What were the limitations?

As always with studies, there are always more questions at the end than at the beginning.  While the researchers discovered that training isometrically across a range of joint angles produces similar results in full ROM isokinetic strength, there are still questions outstanding, because of the way in which the study was constructed, as follows:

  • The researchers compared isometric training with isokinetic (accommodating resistance) training.  Therefore, we do not know how isometric training stacks up against the various types of traditional isoinertial training.  This is quite important, as most sports-specific training uses isoinertial resistance.
  • The researchers selected four joint angles at 20-degree increments.  Therefore, we do not know whether three angles at 30-degree increments or five angles at 15-degree increments (for example) would produce better or worse results.
  • The researchers only tested the isometric strength of the subjects at the same joint angles that they trained at.  Therefore, this study cannot help address the question regarding the transferability of isometric training at one joint angle to other joint angles, since all angles tested were trained at.
  • Both programs led to different strength gains at different joint angles (see the chart above), even though the isometric program trained each of these joint angles with equal volume and the isokinetic training required equal force at all joint angles.  This is a fascinating result but the study does not help us understand why it occurs.
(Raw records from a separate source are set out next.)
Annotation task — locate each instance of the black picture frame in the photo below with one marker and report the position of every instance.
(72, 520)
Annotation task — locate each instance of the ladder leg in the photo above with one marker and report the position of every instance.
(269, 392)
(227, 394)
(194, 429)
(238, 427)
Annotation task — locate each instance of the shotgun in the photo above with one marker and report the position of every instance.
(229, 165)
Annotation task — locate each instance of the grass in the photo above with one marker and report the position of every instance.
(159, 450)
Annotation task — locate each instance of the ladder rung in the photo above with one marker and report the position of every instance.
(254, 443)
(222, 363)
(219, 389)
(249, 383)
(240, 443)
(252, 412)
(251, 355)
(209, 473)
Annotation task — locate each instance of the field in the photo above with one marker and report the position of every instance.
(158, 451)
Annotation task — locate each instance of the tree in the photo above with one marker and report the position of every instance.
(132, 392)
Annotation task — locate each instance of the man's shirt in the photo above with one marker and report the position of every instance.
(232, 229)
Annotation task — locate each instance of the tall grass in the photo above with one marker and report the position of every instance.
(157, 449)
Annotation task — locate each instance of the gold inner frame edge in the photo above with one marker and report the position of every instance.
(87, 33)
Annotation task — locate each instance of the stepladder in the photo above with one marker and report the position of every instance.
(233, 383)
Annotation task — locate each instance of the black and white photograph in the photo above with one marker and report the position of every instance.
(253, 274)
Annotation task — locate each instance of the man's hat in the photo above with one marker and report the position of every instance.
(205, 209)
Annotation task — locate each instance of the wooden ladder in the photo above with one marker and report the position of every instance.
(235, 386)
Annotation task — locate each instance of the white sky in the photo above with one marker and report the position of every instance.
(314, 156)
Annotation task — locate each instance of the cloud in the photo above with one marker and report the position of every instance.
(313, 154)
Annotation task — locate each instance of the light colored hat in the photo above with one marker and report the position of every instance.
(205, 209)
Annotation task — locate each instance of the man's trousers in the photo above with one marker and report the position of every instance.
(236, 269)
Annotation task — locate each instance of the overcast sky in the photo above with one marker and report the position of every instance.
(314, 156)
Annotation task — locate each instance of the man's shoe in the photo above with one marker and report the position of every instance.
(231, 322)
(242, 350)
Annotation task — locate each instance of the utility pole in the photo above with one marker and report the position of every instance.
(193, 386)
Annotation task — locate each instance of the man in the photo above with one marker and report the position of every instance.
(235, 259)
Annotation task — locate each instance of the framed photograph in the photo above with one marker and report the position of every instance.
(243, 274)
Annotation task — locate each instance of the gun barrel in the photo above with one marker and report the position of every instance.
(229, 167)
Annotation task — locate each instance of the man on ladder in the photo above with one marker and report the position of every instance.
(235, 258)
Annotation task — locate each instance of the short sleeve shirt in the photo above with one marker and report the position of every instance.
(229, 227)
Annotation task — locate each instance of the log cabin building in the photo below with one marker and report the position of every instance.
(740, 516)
What are the practical implications?

Isometric training at several equally spaced joint angles can produce similar full-ROM isokinetic strength gains as full-ROM isokinetic training.  This could be useful for training with minimal equipment or for designing bodyweight training programs for building strength through full ranges of motion using only static positions.

Both isometric and isokinetic training do not build strength equally at all joint angles.  Therefore, if your sport or task requires strength at a specific joint angle, it might be necessary to look at targeted methods of increasing the strength at that specific angle, either by partials, eccentrics, isometrics at long or short lengths, or dynamic exercises that stress a particular ROM.